WCR: That was a great growth period for you?

WW: It not only was that, but it was a break. Being able to enjoy some things after college, medical school, and internship having a little money in the pocket, and doing some traveling was great

When we met, my wife was 13 and I was 17. We grew up 5 houses apart. I used to throw her paper, and she’d come to the door. We met later somewhere else. We’ve been married 43 years.

WCR: When did you start dating?

WW: She was too young to date when we met. She went to SMU after high school and I went to Texas A&M, so I’d see her on the weekends. We got more serious when I got into medical school.

WCR: When did you get married?

WW: In 1959. We married when I was assistant director of public health and she was teaching school. Within 8 or 9 months we were in Germany. Rather than signing up for 3 years in order to bring her over a year later, I flew her over after I had been there for about 3 months. I was not released from the army until August, and I had to write Olin Teague and a bunch of congressmen to get out. They were holding everybody on reserve status because of the Vietnam conflict. That fall, Kennedy started sending troops to Vietnam. I got out about a month before they froze everybody and sent them to Vietnam. I dodged that bullet.

WCR: Were you pleased with your Baylor residency?

WW: Yes, I loved it. I was particularly pleased to join John Bagwell, who was a wonderful man and a great internist, and Jack Edwards. The 3 of us practiced together for 19 years before we took in another partner. Subsequently, we took in 3 other guys. Then, my world changed.
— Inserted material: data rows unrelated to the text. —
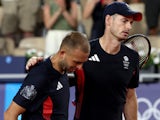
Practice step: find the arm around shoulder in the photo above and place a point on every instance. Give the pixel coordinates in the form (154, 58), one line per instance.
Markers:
(131, 106)
(13, 111)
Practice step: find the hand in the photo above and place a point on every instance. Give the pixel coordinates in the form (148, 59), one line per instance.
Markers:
(32, 61)
(62, 4)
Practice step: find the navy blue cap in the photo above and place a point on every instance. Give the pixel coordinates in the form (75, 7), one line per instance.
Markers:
(121, 8)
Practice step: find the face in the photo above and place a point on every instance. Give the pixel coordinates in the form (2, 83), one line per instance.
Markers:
(73, 60)
(120, 26)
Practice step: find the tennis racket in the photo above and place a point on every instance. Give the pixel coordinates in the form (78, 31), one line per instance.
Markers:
(141, 44)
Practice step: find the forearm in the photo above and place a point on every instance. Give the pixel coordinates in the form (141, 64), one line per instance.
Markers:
(131, 106)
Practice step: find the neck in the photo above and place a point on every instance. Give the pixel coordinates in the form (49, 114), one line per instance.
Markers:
(55, 63)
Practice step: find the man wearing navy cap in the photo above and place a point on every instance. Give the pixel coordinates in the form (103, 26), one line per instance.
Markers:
(106, 85)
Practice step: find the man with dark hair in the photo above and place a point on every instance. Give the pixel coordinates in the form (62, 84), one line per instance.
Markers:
(48, 81)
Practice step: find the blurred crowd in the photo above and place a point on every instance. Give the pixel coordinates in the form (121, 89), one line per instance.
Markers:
(22, 19)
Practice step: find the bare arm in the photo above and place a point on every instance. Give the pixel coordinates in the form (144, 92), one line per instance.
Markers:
(131, 106)
(71, 16)
(13, 111)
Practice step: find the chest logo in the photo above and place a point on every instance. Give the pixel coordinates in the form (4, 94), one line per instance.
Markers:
(126, 62)
(94, 58)
(59, 86)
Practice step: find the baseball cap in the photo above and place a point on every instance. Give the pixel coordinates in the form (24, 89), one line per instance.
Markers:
(121, 8)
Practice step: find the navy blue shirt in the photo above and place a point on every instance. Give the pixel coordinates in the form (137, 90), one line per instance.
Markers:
(43, 81)
(107, 78)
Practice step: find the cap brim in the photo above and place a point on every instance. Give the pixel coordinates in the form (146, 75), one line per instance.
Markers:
(137, 16)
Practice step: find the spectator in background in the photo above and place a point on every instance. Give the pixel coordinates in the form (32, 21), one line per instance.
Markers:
(19, 15)
(60, 17)
(94, 9)
(152, 12)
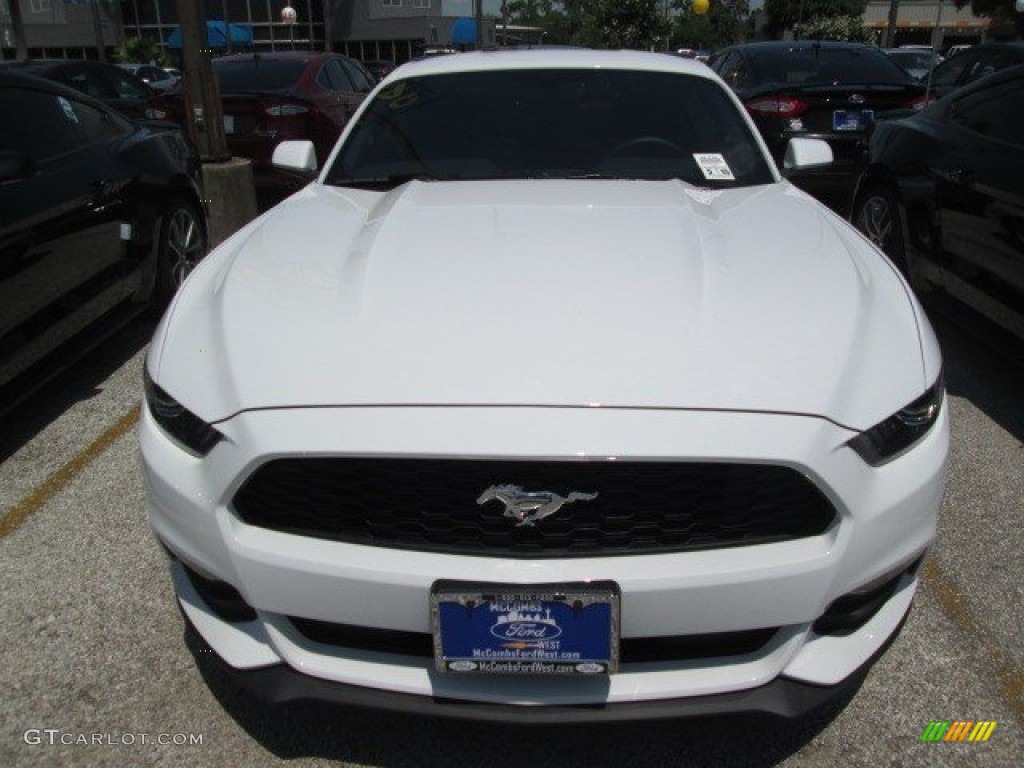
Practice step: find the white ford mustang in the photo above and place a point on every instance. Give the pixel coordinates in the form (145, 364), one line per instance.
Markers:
(549, 399)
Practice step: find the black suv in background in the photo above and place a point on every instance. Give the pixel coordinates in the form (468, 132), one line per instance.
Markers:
(826, 90)
(100, 218)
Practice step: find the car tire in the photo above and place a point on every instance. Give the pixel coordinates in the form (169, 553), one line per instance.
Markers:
(878, 217)
(181, 245)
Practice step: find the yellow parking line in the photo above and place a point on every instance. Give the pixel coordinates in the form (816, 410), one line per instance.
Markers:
(12, 519)
(955, 605)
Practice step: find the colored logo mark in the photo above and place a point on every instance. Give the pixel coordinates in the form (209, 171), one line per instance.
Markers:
(958, 730)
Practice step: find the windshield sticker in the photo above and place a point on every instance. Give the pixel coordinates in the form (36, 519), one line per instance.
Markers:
(705, 197)
(398, 95)
(714, 167)
(69, 110)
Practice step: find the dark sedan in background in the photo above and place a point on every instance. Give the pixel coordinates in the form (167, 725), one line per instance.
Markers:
(270, 97)
(113, 85)
(974, 64)
(811, 89)
(100, 218)
(943, 196)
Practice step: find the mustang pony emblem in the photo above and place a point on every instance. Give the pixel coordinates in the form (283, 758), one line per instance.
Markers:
(528, 507)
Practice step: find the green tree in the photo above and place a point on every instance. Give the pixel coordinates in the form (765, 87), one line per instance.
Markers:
(784, 14)
(140, 50)
(724, 24)
(625, 24)
(838, 28)
(1003, 12)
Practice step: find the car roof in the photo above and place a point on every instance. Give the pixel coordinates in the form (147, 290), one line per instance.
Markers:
(773, 45)
(24, 78)
(553, 58)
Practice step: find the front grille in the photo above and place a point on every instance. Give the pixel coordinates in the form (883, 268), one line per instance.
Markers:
(431, 505)
(632, 649)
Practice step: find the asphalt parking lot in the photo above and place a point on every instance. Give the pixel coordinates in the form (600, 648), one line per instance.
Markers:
(95, 669)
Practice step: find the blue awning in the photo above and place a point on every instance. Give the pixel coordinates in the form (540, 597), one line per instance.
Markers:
(242, 36)
(464, 32)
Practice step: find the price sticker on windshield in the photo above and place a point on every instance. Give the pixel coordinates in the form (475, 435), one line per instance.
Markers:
(714, 167)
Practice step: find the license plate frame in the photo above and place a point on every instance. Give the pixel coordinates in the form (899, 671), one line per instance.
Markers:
(852, 121)
(525, 630)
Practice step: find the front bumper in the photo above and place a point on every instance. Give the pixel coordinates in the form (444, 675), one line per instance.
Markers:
(281, 684)
(886, 519)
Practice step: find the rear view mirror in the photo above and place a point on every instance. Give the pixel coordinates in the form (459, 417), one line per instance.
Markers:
(15, 166)
(807, 153)
(295, 156)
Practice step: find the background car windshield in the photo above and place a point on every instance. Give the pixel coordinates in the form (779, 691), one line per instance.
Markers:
(912, 58)
(257, 75)
(552, 124)
(826, 65)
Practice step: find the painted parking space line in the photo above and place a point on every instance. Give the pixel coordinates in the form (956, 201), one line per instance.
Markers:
(1011, 679)
(58, 479)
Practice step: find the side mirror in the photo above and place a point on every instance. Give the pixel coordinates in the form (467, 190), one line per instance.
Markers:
(295, 156)
(15, 166)
(807, 153)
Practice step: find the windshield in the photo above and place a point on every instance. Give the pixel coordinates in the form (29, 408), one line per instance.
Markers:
(818, 65)
(918, 59)
(257, 74)
(552, 124)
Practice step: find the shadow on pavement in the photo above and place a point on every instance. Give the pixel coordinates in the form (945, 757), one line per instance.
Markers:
(80, 381)
(982, 364)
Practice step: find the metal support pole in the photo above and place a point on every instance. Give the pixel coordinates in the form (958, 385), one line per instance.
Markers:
(17, 30)
(204, 117)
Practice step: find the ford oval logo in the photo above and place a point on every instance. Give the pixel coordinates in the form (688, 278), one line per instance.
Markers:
(527, 631)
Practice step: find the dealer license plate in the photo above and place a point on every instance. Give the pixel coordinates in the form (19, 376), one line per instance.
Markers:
(852, 120)
(562, 629)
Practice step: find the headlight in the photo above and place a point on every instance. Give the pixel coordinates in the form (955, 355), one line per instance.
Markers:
(889, 439)
(194, 434)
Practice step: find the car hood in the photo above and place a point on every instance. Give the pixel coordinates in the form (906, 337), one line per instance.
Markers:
(574, 293)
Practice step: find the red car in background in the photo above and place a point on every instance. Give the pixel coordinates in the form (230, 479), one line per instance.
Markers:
(270, 97)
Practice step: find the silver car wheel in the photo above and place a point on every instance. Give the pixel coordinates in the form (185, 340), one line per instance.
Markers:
(185, 246)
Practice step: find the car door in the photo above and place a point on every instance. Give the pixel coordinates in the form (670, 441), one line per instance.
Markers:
(60, 225)
(980, 193)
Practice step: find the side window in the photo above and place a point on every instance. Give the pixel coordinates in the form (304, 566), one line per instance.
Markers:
(324, 79)
(722, 64)
(126, 87)
(153, 74)
(357, 75)
(89, 82)
(47, 124)
(96, 125)
(339, 80)
(950, 71)
(994, 113)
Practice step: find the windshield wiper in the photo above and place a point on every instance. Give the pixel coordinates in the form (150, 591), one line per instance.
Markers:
(384, 182)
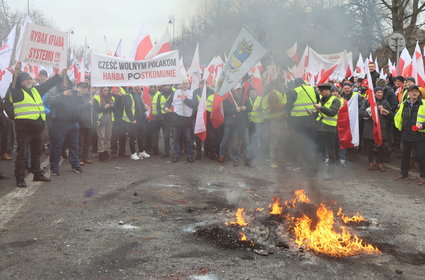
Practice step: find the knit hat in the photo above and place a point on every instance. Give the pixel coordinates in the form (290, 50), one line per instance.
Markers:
(378, 88)
(411, 79)
(400, 78)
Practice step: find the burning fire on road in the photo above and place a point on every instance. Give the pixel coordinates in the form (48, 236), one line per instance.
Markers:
(316, 228)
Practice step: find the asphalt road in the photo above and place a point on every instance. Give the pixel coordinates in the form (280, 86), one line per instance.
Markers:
(70, 228)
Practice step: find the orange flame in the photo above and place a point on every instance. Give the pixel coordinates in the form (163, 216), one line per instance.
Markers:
(275, 207)
(300, 196)
(243, 237)
(357, 218)
(240, 221)
(324, 239)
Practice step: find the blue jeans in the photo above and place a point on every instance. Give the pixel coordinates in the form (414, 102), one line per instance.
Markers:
(60, 131)
(185, 133)
(225, 140)
(240, 134)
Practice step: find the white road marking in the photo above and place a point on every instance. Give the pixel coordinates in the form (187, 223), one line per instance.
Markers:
(14, 200)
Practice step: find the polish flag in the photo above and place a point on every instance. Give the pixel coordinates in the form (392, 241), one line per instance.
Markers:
(210, 69)
(163, 45)
(141, 45)
(257, 82)
(382, 74)
(377, 134)
(34, 70)
(217, 113)
(376, 63)
(183, 69)
(201, 116)
(418, 67)
(118, 50)
(405, 64)
(6, 79)
(326, 74)
(195, 69)
(147, 101)
(391, 68)
(348, 123)
(360, 67)
(293, 52)
(6, 48)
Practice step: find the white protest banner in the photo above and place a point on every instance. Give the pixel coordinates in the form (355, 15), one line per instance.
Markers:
(245, 53)
(43, 45)
(115, 71)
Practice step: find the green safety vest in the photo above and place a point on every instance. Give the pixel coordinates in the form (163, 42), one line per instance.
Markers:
(331, 121)
(30, 108)
(398, 119)
(303, 103)
(209, 103)
(100, 114)
(266, 106)
(133, 106)
(256, 115)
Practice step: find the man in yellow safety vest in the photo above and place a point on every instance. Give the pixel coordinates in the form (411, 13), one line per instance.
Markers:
(26, 107)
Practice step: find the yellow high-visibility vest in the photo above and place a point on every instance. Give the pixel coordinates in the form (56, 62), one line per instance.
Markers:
(303, 103)
(331, 121)
(30, 108)
(266, 106)
(398, 119)
(256, 115)
(100, 114)
(209, 102)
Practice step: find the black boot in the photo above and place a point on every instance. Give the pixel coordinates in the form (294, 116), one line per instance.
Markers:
(20, 183)
(40, 178)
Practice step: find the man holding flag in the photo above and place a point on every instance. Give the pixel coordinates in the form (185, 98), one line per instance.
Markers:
(410, 120)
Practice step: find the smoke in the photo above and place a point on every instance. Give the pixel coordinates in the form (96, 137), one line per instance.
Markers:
(326, 26)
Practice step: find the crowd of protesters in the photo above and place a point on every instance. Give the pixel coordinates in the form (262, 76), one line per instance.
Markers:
(290, 122)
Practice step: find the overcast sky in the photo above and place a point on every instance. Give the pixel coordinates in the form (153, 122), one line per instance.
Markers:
(117, 19)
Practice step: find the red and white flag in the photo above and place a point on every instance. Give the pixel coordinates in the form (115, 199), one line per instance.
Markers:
(405, 63)
(377, 133)
(141, 45)
(6, 78)
(293, 52)
(195, 69)
(201, 116)
(326, 74)
(360, 67)
(217, 113)
(257, 82)
(418, 67)
(183, 69)
(348, 123)
(391, 68)
(6, 48)
(163, 45)
(118, 50)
WCR: You started practice with John Bagwell and Jack Edwards right after your residency?

WW: Yes, the next day.

WCR: Where was the office at that time?

WW: 3710 Swiss—the little building on stilts. I practiced there for 29 years.

WCR: How did you enjoy practice?

WW: I loved it. I worked day and night. I was out nights and weekends. I really worked hard. I took care of my patients.

WCR: What was a typical day like for you then? What time would you wake up in the morning?

WW: About 6:00 or 6:30 AM.

WCR: What time would you get to the hospital?

WW: About 7:00 or 7:30 AM.

WCR: You lived in the Lochwood area?

WW: When I first started we lived in Lochwood, off Garland Road, and then we moved to Merriman Park, which is in Lake Highlands. Subsequently, we moved over by NorthPark Center. On a typical day, I’d see 8 or 10 people on morning rounds and be at the office by 9:30 and then see patients until 5:30 or 6:00 PM, go make rounds again in the hospital and get home between 8:00 and 9:00 PM. I worked every third weekend for almost 30 years.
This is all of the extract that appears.